To compare the detection performance of SOSCNV with several other tools on real data, samples from the Yoruba family trio in the 1,000 Genomes Project were selected, including NA19238 (mother), NA19239 (father), and NA19240 (daughter). In addition, the HG002 sample was downloaded from NCBI as another real dataset for evaluation. SOSCNV and four other tools were evaluated based on these four real samples. For performance assessment, the Database of Genomic Variants (DGV, https://dgv.tcag.ca/dgv/app/home) and Genome in a Bottle (GIAB, https://www.nist.gov/programs-projects/genome-bottle) were used as ground truth references. In the evaluation, the ground truth was derived from the GRCh38 reference genome, using the version released on February 25, 2020 (https://dgv.tcag.ca/dgv/app/downloads?ref=GRCh37/hg19; accessed February 2026). For the ground truth of the real data HG002, we used the GIAB benchmark released in November 2024 (https://ftp-trace.ncbi.nlm.nih.gov/ReferenceSamples/giab/release/AshkenazimTrio/HG002_NA24385_son/mosaic_v1.00/GRCh38/SNV/).

Figure 4 illustrates the performance of five CNV detection tools across four real human samples.
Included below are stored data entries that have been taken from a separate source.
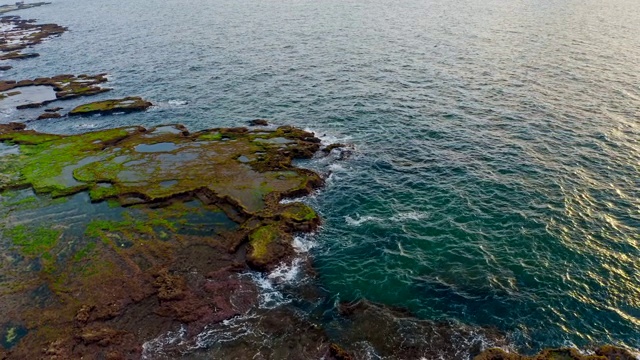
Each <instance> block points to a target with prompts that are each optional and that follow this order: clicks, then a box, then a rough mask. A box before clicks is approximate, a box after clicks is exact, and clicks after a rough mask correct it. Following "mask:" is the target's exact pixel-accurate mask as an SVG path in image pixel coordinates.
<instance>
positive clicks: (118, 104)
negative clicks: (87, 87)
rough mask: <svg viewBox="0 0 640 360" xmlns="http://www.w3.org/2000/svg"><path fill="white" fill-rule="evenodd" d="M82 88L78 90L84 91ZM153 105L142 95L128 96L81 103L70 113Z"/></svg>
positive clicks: (119, 108) (134, 109)
mask: <svg viewBox="0 0 640 360" xmlns="http://www.w3.org/2000/svg"><path fill="white" fill-rule="evenodd" d="M82 90H83V89H79V90H78V91H77V92H78V93H83V92H84V91H82ZM88 90H90V89H88ZM151 105H152V104H151V103H150V102H148V101H145V100H143V99H142V98H140V97H126V98H123V99H110V100H103V101H96V102H92V103H88V104H84V105H80V106H78V107H76V108H74V109H72V110H71V111H70V112H69V115H70V116H74V115H93V114H108V113H113V112H133V111H144V110H146V109H147V108H148V107H150V106H151Z"/></svg>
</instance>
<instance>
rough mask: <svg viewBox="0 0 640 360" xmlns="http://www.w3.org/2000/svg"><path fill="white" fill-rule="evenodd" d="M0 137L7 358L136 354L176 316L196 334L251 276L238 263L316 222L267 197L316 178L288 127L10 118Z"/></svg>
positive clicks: (2, 303) (279, 254)
mask: <svg viewBox="0 0 640 360" xmlns="http://www.w3.org/2000/svg"><path fill="white" fill-rule="evenodd" d="M0 142H1V143H4V145H2V146H5V148H7V147H8V148H10V149H14V150H12V151H9V152H5V153H4V155H3V156H0V174H2V176H0V191H3V192H2V195H1V196H0V202H1V203H2V206H0V219H1V220H0V249H3V251H4V252H3V257H2V259H3V260H2V261H0V271H1V272H2V275H3V276H2V277H0V289H1V290H0V303H2V304H3V311H4V317H3V319H2V320H0V321H1V322H2V323H1V324H0V325H3V324H8V325H6V326H5V328H6V329H5V330H2V331H3V333H2V334H0V337H2V338H5V339H8V340H7V341H6V342H5V343H3V344H0V355H2V356H6V357H8V358H42V357H45V358H58V359H68V358H81V357H83V356H84V357H90V358H94V357H102V358H139V357H140V356H141V354H142V344H143V343H144V342H145V341H148V340H150V339H153V338H155V337H157V336H159V335H161V334H162V333H164V332H166V331H168V330H171V329H172V328H174V327H175V325H176V324H183V326H186V329H187V331H188V332H189V333H190V334H196V333H198V332H199V331H201V330H202V329H203V328H204V327H205V326H209V325H211V324H216V323H219V322H221V321H223V320H226V319H230V318H232V317H234V316H237V315H239V314H242V313H244V312H246V311H247V310H248V309H249V308H252V307H255V304H256V302H257V289H256V288H255V285H254V284H253V283H252V281H251V280H250V279H248V278H246V277H243V276H241V273H243V272H246V271H247V270H248V269H250V268H254V269H260V270H269V269H273V268H274V267H275V266H277V265H278V264H279V263H281V262H282V261H287V260H288V259H289V258H290V257H291V255H292V254H293V244H292V241H293V234H294V233H295V232H299V231H312V230H313V229H315V228H316V227H317V226H318V224H319V222H320V219H319V217H318V215H317V214H316V213H315V211H313V210H312V209H311V208H309V207H308V206H307V205H304V204H302V203H298V202H287V203H284V204H283V203H281V202H280V200H281V199H282V198H284V197H292V196H300V195H305V194H308V193H309V192H310V191H312V190H313V189H315V188H317V187H319V186H321V185H322V184H323V181H322V179H321V177H320V176H319V175H318V174H316V173H314V172H312V171H309V170H306V169H301V168H297V167H295V166H293V165H292V160H293V159H296V158H309V157H311V156H313V155H314V154H315V153H316V152H317V151H318V149H319V146H320V145H319V143H318V141H317V138H315V136H314V134H312V133H309V132H305V131H303V130H300V129H296V128H293V127H288V126H283V127H279V128H277V129H275V130H270V131H249V130H247V129H246V128H220V129H209V130H203V131H198V132H194V133H191V132H189V131H188V130H187V129H186V128H185V127H184V126H181V125H170V126H161V127H156V128H151V129H145V128H142V127H127V128H117V129H110V130H103V131H97V132H90V133H85V134H79V135H69V136H66V135H56V134H45V133H39V132H35V131H32V130H27V129H26V127H25V126H24V125H23V124H19V123H10V124H4V125H0ZM98 209H100V210H98ZM34 213H36V214H40V215H36V216H34V215H29V214H34ZM45 214H50V215H46V216H45ZM71 214H73V215H71ZM16 219H20V221H19V222H16ZM43 220H44V221H43ZM142 323H143V324H144V326H141V324H142ZM3 326H4V325H3ZM18 330H20V331H18ZM319 333H320V332H319ZM310 334H311V333H309V336H311V335H310ZM305 336H306V335H305ZM318 336H319V335H318ZM328 346H329V345H328V343H327V345H326V347H325V348H323V349H320V350H318V349H316V350H314V354H316V353H318V354H319V355H322V354H324V353H327V354H328V352H329V347H328ZM3 352H4V353H3ZM2 356H0V357H2Z"/></svg>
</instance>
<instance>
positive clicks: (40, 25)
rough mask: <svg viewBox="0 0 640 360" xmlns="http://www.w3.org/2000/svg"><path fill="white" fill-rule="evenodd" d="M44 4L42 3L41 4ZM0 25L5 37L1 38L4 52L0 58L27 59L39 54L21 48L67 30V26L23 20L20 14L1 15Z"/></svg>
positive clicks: (0, 59) (0, 49)
mask: <svg viewBox="0 0 640 360" xmlns="http://www.w3.org/2000/svg"><path fill="white" fill-rule="evenodd" d="M44 4H45V3H40V5H44ZM36 6H39V5H36ZM14 10H17V9H14ZM0 11H1V9H0ZM0 27H2V30H3V37H2V39H0V52H2V53H4V54H2V55H0V60H9V59H26V58H29V57H35V56H38V54H36V53H26V54H24V53H22V52H21V50H24V49H26V48H28V47H32V46H34V45H37V44H39V43H41V42H42V41H44V40H45V39H47V38H50V37H53V36H59V35H60V34H62V33H64V32H65V31H67V28H65V27H63V26H60V25H56V24H34V20H22V19H20V17H19V16H3V17H0Z"/></svg>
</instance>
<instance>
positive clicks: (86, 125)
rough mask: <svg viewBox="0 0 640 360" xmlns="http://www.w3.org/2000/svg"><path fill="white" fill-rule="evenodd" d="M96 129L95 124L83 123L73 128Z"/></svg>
mask: <svg viewBox="0 0 640 360" xmlns="http://www.w3.org/2000/svg"><path fill="white" fill-rule="evenodd" d="M97 127H98V124H95V123H83V124H78V125H74V128H76V129H95V128H97Z"/></svg>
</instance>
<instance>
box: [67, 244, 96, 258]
mask: <svg viewBox="0 0 640 360" xmlns="http://www.w3.org/2000/svg"><path fill="white" fill-rule="evenodd" d="M95 248H96V243H95V242H93V241H91V242H89V243H88V244H87V245H86V246H85V247H83V248H82V249H80V250H78V251H77V252H76V253H75V254H74V255H73V261H75V262H78V261H82V260H84V259H85V258H86V257H87V256H88V255H89V254H91V253H92V252H93V251H94V250H95Z"/></svg>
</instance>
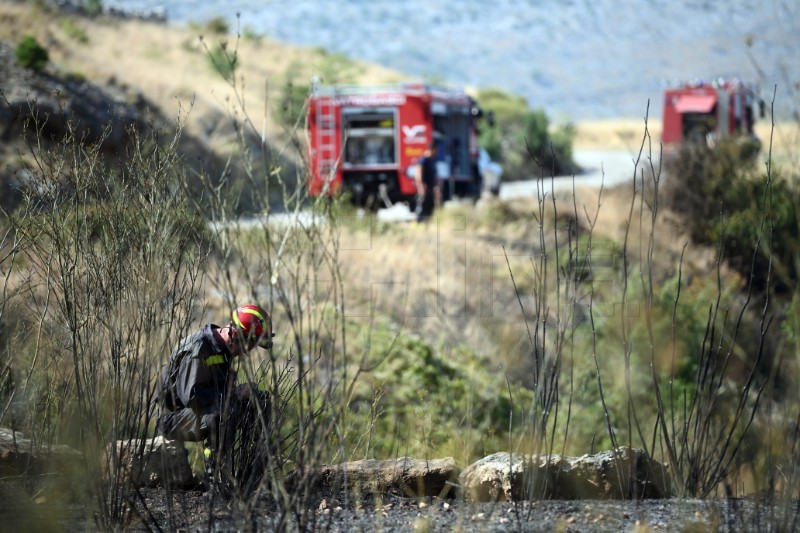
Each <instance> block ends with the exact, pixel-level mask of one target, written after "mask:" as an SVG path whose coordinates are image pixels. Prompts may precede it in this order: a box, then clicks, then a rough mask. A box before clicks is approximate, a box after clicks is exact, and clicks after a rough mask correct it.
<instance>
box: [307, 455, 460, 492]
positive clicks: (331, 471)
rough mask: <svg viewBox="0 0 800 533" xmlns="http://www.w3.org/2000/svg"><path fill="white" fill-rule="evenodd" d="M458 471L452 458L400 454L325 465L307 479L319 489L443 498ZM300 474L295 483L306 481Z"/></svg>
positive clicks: (307, 479)
mask: <svg viewBox="0 0 800 533" xmlns="http://www.w3.org/2000/svg"><path fill="white" fill-rule="evenodd" d="M459 472H460V469H459V468H458V467H457V466H456V463H455V460H454V459H453V458H452V457H446V458H443V459H431V460H424V459H412V458H409V457H400V458H398V459H390V460H385V461H378V460H375V459H365V460H361V461H352V462H349V463H341V464H337V465H323V466H320V467H318V468H316V469H313V471H312V472H311V474H312V475H310V476H308V477H306V479H307V480H311V481H312V483H313V484H314V485H315V486H316V487H317V488H321V489H327V490H331V491H333V492H341V491H343V490H345V489H348V490H350V491H351V492H354V493H357V494H368V493H372V494H383V493H386V492H393V493H399V494H403V495H406V496H412V497H417V496H440V497H443V496H445V495H447V494H448V492H449V491H450V488H451V485H450V483H451V482H455V480H456V479H458V474H459ZM298 477H299V476H297V475H295V476H292V477H291V479H292V482H293V483H300V482H302V481H303V480H301V479H298Z"/></svg>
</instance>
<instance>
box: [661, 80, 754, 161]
mask: <svg viewBox="0 0 800 533" xmlns="http://www.w3.org/2000/svg"><path fill="white" fill-rule="evenodd" d="M756 107H758V109H759V114H760V116H761V117H763V116H764V102H763V100H761V99H760V98H758V96H757V95H756V92H755V90H754V89H753V88H752V87H750V86H748V85H745V84H744V83H742V82H739V81H727V80H718V81H715V82H713V83H708V82H694V83H684V84H681V85H679V86H677V87H673V88H669V89H667V90H666V91H665V92H664V121H663V125H662V127H663V129H662V132H661V141H662V142H663V144H664V149H665V151H666V152H670V151H674V150H675V149H676V148H677V146H679V145H680V144H681V143H682V142H684V141H691V142H697V141H700V142H706V143H712V142H713V141H714V140H715V139H718V138H720V137H724V136H727V135H744V136H750V137H753V138H755V133H754V132H753V125H754V123H755V118H756Z"/></svg>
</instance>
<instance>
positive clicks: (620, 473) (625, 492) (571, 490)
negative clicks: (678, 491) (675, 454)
mask: <svg viewBox="0 0 800 533" xmlns="http://www.w3.org/2000/svg"><path fill="white" fill-rule="evenodd" d="M459 482H460V484H461V486H462V489H463V491H464V494H465V496H466V497H467V498H468V499H470V500H473V501H505V500H512V499H513V500H519V499H559V500H578V499H652V498H669V497H670V496H671V495H672V489H671V485H670V477H669V474H668V472H667V469H666V466H664V465H663V464H661V463H658V462H656V461H654V460H652V459H650V458H649V457H647V455H645V453H644V452H643V451H641V450H636V449H631V448H628V447H620V448H617V449H616V450H611V451H604V452H600V453H597V454H594V455H583V456H581V457H562V456H561V455H557V454H553V455H523V454H509V453H507V452H499V453H495V454H493V455H490V456H488V457H484V458H483V459H480V460H479V461H477V462H475V463H473V464H472V465H470V466H468V467H467V468H465V469H464V471H463V472H462V473H461V475H460V477H459Z"/></svg>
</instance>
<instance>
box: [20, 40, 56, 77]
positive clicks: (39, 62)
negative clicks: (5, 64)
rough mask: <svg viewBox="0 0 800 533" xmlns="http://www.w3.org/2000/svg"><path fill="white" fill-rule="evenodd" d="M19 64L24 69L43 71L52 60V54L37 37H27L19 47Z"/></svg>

The three bar plots respectively show the average precision, recall, and F1-score over the 22 chromosomes. As shown in the figure, SOSCNV achieves substantially higher precision in the NA19238 and NA19240 samples compared to other tools, indicating superior detection accuracy. Although Manta exhibits relatively high precision in the NA19240 sample, the number of detected CNVs is too small, resulting in a very low recall and thus lowering its overall F1-score. Due to the low sequencing depth of the three real samples, Mathclips2 is almost unable to effectively detect copy number variations. In the real data sample HG002, SOSCNV not only achieved the highest precision but also the highest F1-score, further demonstrating its robustness across different datasets. Overall, SOSCNV achieves the highest F1-scores across all four real samples, demonstrating that it outperforms the other four tools not only in simulated datasets with varying CNV lengths, sequencing depths, and tumor purities, but also in real-world data. Due to the large number of variants included in the DGV ground truth, although some detection tools achieve relatively high precision on certain variants, the number of true positives detected is still small compared with the total number of ground truth variants. Consequently, the recall of all five tools remains relatively low.

NA19238, NA19239, and NA19240 belong to the same family, making the Mendelian inconsistency rate a reliable metric for CNV evaluation. If a CNV detected in the offspring overlaps (50% reciprocal overlap) with a CNV of the same type in either parent, then the CNV is defined as the Mendelian consistent CNV, else the CNV is defined as the Mendelian inconsistent CNV. The rate of Mendelian inconsistent CNVs in the offspring is defined as Mendelian inconsistency rate (Liu, Wu & Wang, 2021). Table 1 shows the Mendelian inconsistency rates of the five CNV detection tools on the real data samples. RSICNV exhibited the lowest Mendelian inconsistency rate among all tools, which may be related to the larger number of CNVs detected by RSICNV: it identified the highest number of CNVs in NA19238, NA19239, and NA19240. In contrast, Manta, Matchclips2, and TARDIS showed relatively high Mendelian inconsistency rates, all exceeding 30%, while SOSCNV’s inconsistency rate was lower than that of these three tools.

Evaluation of detection time

Figure 5 compares the runtime of the five CNV detection tools across the three real data samples. All five detection tools were executed on the same computer, which was running Ubuntu 22.04.5 LTS, equipped with 16.0 GiB of RAM and a 13th Gen Intel® Core™ i7-13700F processor with 24 cores. As shown in the figure, Manta requires the longest runtime, whereas Matchclips2 is the fastest among the five tools. SOSCNV’s runtime is the second longest, just below Manta. The overall runtime of SOSCNV includes both the preprocessing and detection stages. While it is slightly longer than some other tools, this also represents an area for future improvement. Further optimization of runtime, particularly for large-scale datasets, would enhance its applicability in research and clinical settings.